O nome é o que menos importa em toda essa história da Marcha das Vadias.

Homens, e também mulheres, poderiam dar mais atenção às plataformas do movimento e perderem menos tempo discutindo e, quase que invariavelmente, condenando o nome da marcha e as atitudes que algumas de suas integrantes tomam durante as manifestações.

No caso masculino, o que incomoda é a velha relutância dos homens em aceitarem a realidade: a mulher tem (muita) vontade sexual. E é direito que tenha liberdade para exercê-la com quem achar melhor.

Ninguém nunca nos condenou por deitarmos com tantas quantas tivéssemos vontade ou oportunidade (nem sempre as duas andaram juntas em nossa vida sexual). Pelo contrário. Ao longo da história, somos glorificados, invejados e cobiçados por isso. O que é, no mínimo, uma distorção dos significados, sentimentos e energias saudáveis que devem envolver uma relação sexual.

O que nos apavora é que não há mais como escapar. Precisamos aceitar que as mulheres têm o direito de se deitarem sem estarem apaixonadas como o senso comum achou por bem estabelecer. Na quase totalidade de nossas relações, nós, homens, não estávamos apaixonados. É no mínimo injusto querer cobrar isso da outra parte.
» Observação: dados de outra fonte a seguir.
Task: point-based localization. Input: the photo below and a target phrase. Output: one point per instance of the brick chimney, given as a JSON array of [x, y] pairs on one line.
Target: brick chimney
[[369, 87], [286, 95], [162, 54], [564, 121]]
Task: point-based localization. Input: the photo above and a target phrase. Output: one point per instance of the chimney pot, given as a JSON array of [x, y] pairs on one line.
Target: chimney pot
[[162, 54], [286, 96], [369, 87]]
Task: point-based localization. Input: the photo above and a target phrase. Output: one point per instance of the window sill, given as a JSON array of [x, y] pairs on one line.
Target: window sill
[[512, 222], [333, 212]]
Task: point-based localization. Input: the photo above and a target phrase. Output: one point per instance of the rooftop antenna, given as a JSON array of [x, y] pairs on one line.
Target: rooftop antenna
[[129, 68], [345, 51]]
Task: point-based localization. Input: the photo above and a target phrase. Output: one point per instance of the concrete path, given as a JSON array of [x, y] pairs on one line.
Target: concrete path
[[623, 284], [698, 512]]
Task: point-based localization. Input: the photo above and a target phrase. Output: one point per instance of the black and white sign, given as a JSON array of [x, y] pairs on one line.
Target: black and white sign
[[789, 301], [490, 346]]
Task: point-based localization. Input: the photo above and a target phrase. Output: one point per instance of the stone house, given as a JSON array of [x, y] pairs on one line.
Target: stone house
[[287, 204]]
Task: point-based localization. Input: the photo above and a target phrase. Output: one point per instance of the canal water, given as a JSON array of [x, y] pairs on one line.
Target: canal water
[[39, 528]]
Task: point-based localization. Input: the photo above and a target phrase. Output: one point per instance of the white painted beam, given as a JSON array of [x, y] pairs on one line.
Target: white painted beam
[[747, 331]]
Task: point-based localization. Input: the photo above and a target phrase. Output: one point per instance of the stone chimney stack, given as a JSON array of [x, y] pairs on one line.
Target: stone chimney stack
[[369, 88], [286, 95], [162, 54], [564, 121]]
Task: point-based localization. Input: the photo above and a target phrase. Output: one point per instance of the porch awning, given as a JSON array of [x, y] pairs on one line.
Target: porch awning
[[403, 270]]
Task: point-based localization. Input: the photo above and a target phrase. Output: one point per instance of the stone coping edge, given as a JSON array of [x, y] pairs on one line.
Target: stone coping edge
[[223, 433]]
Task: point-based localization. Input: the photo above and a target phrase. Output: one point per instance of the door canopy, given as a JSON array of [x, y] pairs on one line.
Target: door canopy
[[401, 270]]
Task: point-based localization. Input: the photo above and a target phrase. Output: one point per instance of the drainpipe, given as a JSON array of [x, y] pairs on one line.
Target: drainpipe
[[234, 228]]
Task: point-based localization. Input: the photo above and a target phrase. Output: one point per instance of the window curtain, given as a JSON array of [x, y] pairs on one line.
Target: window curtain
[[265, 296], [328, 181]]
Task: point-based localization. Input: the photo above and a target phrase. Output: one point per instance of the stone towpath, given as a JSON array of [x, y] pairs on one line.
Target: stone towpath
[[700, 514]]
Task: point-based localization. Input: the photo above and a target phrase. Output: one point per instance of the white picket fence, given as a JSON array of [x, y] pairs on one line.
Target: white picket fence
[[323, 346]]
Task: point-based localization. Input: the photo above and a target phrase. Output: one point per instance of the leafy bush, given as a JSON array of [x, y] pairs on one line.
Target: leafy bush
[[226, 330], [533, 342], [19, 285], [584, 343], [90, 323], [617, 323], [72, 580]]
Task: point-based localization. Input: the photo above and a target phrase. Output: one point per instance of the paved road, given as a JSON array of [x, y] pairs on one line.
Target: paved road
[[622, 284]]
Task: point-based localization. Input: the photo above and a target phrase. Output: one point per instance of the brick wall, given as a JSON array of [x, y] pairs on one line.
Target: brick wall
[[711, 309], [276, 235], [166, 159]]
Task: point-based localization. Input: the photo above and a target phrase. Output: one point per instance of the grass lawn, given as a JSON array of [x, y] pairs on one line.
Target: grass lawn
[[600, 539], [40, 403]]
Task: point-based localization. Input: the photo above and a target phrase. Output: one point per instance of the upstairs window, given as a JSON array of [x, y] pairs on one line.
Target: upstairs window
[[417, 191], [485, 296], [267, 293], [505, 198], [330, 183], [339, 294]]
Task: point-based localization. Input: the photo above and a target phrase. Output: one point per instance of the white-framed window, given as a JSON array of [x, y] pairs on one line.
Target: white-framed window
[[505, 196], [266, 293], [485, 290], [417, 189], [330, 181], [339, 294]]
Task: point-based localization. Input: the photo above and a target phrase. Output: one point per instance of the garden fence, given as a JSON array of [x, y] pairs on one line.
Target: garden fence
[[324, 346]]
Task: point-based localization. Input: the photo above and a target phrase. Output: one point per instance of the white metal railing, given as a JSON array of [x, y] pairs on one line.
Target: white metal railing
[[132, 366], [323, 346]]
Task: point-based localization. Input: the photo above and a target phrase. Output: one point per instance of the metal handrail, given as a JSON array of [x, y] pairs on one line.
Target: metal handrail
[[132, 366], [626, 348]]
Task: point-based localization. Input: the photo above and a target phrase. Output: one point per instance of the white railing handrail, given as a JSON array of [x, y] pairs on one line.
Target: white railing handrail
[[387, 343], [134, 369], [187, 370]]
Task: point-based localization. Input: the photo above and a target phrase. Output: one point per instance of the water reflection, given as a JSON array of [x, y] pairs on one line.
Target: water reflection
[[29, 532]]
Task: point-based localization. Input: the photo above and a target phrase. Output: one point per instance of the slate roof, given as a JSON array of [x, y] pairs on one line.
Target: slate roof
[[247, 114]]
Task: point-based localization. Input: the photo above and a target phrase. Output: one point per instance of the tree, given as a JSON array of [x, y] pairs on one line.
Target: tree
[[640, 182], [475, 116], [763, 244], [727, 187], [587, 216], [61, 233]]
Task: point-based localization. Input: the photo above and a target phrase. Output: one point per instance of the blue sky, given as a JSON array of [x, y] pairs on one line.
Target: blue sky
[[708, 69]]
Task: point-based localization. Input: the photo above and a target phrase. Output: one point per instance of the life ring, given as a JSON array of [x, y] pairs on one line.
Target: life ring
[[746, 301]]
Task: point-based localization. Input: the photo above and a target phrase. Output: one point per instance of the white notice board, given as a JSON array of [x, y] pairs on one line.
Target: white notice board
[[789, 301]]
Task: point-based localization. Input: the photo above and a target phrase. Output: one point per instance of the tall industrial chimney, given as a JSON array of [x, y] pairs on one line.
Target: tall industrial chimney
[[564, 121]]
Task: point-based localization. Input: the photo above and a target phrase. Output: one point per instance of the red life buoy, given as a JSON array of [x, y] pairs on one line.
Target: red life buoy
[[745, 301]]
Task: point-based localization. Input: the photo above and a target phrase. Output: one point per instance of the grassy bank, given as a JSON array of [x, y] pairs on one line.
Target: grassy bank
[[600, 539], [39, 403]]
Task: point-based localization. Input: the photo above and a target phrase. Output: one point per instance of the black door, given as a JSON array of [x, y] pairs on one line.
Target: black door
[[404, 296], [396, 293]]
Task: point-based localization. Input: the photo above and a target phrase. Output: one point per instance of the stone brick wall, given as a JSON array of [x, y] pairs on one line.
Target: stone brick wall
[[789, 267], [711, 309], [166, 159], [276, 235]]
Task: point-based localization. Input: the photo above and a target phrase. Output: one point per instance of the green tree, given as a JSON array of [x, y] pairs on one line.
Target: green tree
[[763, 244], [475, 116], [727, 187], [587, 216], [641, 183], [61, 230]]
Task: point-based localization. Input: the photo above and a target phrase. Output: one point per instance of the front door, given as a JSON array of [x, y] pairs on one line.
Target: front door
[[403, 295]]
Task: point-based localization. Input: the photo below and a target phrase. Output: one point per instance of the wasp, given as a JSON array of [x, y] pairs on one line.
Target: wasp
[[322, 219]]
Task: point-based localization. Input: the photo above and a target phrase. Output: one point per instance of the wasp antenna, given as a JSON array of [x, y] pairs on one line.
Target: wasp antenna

O que uma relação sexual mais necessita é de responsabilidade. Responsabilidade quanto à saúde, quanto à gravidez indesejada, quanto à expectativa do parceiro ou parceira para os dias que virão após o gozo. Responsabilidade para com a não banalização do ato. E essa responsabilidade é de quem tem vida sexual, seja homem, mulher, homo, hetero. Apaixonado ou não. Amando ou não.

Quem tem filhas prestes a descobrir a sexualidade precisa digerir logo esse novo modelo, pois o antigo, o da entrega apenas em casos de amor puro e envolvimento sentimental, já foi a pique há muito tempo, embora o conservadorismo (inclusive de mulheres) esperneie se recusando a aceitar.

O nome da marcha causa impacto porque a palavra vadia incita tremores no imaginário erótico masculino. No caso das mulheres, posso apenas arriscar (já que não sou mulher) que o termo sacode pilares ocos da vida de fachada de algumas senhoras e senhoritas. E que bom que haja causado impacto nessa sociedade narcotizada por celebridades e mensagens superficiais de otimismo nas redes sociais.

Se causa escândalo em alguns o que até pode ser considerado excesso de algumas manifestantes (inevitável em qualquer aglomeração), muito mais deveria provocar a leniência da sociedade com certas realidades combatidas pela Marcha das Vadias, como a violência contra a mulher, por exemplo, que é uma violência contra a família, núcleo base da sociedade.

E se esse – violência doméstica – fosse o único assunto na pauta do movimento, já seria muito mais importante do que o nome da marcha ou meia dúzia de belos peitos de fora pintados com palavras de protesto.